Cabinet approves closure of South Shields School
The verdict came today after South Tyneside Council’s ruling cabinet met to make a final decision on the future of the school, in Nevinson Avenue, South Shields. and it will close in August 2020.
The school had been facing uncertainty after its failure to convert to an academy last year - a move prompted by an “Inadequate” Ofsted report.
Reports prepared for councillors blamed ‘underlying viability issues’ - such as falling pupil numbers and debt - for withdrawing funding at the end of the next academic year.
Coun Moira Smith, cabinet member for children, young people and families told the meeting: “We don’t underestimate how difficult the process has been for the children and their families and the staff at the school.
“The decision is the final stage of the process. If we go ahead, the decision is final and there is no further step.
“It is vitally important we ensure the implementation goes smoothly and every step is in the best interests of the children attending the school.”
In a statement, headteacher Allie Denholm thanked campaigners who fought to keep the school open.
She said: “Forced academisation was a result of the Ofsted report received in October 2017 when the school was undergoing a period of rapid transition and leadership improvements were noted by inspectors.
“Since then we have seen the school go from strength to strength, with our successful monitoring report in May 2018 and our much improved GCSE results last summer.
“It is extremely sad for both our students and staff that, due to current legislation, this is not enough to maintain our school into the future.”
South Shields MP Emma Lewell-Buck, said: “This is an awful day indeed for the children, staff and parents who have worked so hard to save the school.

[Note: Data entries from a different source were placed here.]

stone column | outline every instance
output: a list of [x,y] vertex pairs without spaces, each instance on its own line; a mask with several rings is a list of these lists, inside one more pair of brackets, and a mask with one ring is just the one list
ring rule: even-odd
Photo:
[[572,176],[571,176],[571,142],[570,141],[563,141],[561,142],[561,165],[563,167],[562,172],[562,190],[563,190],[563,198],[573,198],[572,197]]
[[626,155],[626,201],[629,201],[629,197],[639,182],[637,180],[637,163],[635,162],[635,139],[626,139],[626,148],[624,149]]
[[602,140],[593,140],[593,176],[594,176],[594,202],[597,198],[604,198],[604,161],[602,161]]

“I have yet to be provided with sufficient evidence to state unequivocally that it was not possible for the decision-makers to allocate a longer period of time for a potential sponsor to be found, given the brilliant achievements of the students and staff in the past year and the passion of the school leadership to make the school the best it can be.

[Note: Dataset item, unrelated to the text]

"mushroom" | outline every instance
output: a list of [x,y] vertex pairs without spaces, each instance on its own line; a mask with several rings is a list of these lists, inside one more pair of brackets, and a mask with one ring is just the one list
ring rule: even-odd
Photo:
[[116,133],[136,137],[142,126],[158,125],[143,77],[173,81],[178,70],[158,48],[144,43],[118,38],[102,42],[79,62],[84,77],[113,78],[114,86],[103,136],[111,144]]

“Most worryingly, there has been an adversarial air to the dialogue between many concerned parents and the council.
“These parents only want what is best for their children and they have every right to ask questions and to hold the decision-makers and their advisors to account.

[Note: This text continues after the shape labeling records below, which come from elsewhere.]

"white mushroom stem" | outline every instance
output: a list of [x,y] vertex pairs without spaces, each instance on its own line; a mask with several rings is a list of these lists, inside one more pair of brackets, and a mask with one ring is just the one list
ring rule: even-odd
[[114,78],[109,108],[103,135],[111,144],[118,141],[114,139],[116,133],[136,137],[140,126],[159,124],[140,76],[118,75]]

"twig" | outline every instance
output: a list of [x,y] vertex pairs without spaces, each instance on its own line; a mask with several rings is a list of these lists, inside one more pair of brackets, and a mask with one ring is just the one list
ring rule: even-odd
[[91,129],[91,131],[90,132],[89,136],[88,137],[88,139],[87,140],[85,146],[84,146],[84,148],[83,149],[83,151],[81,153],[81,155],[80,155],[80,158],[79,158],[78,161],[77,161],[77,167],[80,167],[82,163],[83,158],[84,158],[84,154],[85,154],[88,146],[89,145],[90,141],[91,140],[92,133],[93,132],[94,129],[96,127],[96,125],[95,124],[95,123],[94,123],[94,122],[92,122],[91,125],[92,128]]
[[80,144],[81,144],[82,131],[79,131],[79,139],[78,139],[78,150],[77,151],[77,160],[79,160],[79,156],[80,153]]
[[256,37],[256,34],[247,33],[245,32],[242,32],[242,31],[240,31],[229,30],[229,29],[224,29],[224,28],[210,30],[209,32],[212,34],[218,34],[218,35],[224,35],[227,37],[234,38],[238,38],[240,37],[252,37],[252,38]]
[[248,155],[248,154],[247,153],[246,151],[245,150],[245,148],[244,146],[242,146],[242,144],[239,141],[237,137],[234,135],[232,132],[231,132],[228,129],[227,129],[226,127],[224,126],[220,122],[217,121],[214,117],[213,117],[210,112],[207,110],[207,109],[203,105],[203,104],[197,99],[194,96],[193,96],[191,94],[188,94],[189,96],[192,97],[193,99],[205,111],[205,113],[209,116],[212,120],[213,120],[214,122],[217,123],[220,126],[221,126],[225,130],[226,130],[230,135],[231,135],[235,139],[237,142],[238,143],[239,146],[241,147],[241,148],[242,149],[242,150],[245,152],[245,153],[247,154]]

“Now that the Council has decided to close this school, we will all be watching to see what the future plans for the site actually are.
“I will continue to support the parents and students being displaced by this closure in any ways I can.”
South Shields School was rated ‘Inadequate’ by schools watchdog Ofsted in 2017 and - because the council cannot legally support a school with that status - attempts were made to convert it to an academy.
A series of issues - including falling pupil numbers and debts attached to the school following a £24m Private Finance Initiative deal - meant it was unable to find a sponsor to make this happen.
In October, South Tyneside Council wrote to Ofsted requesting a new inspection in an attempt to overturn a previous order for the school to become an academy.
But Ofsted’s regional bosses replied they would not alter their current schedule, which has South Shields School slated for it next assessment later this year.
Ex-pupil James Harkus, 18, was prominent in the campaign and was in a packed public gallery to witness the decision.
He said: “It’s a disgrace, These councillors couldn’t even be bothered to talk to us.
“When we’ve asked for help they’ve forwarded our questions to the local Department for Education and said they cannot say anything.”
Following the decision, the school will formally close on August 31, 2020.
All current pupils will complete the current academic year (2018/19).
No Year 7 pupils will join in September 2019, while pupils due to enter Year 10 will be moved to minimise disruption to their GCSE.
Pupils due to enter Year 11 will be allowed to complete the 2019/20 academic year, as will children in Years 8 and 9.